THE specialist who is to carry out a life-changing operation on a Selby boy says he hopes the procedure will become more freely available in the UK.
Six-year-old Noah Banks, of Eggborough, near Selby, was born eight weeks prematurely and was later diagnosed with spastic diplegic cerebral palsy. He is unable to walk without the use of a frame.
His parents, Chris and Julie, and their friends and family set up Noah’s Appeal in January, to raise £22,000 so Noah could undergo selective dorsal rhizotomy (SDR) – a procedure which could help him take his first unaided steps.

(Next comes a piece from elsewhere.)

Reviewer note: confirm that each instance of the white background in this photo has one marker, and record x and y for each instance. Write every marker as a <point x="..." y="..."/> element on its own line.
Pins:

John Goodden, consultant paediatric neurosurgeon at Leeds General Infirmary (LGI), who will carry out the procedure on Noah in November, has told The Press he hopes improved access to the operation will mean patients can undergo the procedure in the UK, rather than overseas, as in the case of Willow Emmison Neal, who had the procedure in the US earlier this year.
Mr Goodden said he had worked with management at LGI for two years to enable the hospital to offer the procedure in Yorkshire, and hoped other facilities would be created around the country.
He said: “I have also been working to try to make SDR more widely available, together with colleagues in other centres. In the future, my hope is clearly that access to SDR can be improved, but these things take time and it is up to the treating teams to collate the data and prove their case to the NHS Commissioners. This is something that all UK centres who perform SDR are working together to do.”
Noah’s mother, Julie, said: “We’re just hoping that further down the line, five years from now, it will be available to every child with a disability, and hopefully available on the NHS.”
Mr Goodden said that during his training as a neurosurgical registrar, he developed interests in paediatric neurosurgery and he recently contacted Dr TS Park (who also operated on Willow), to arrange to visit him to learn his techniques.
“I then spent two weeks with Dr Park in October 2010, meeting several British families and learning how he does SDR,” he said. “It became clear to me that SDR can offer a significant improvement for carefully selected patients with a specific type of cerebral palsy.”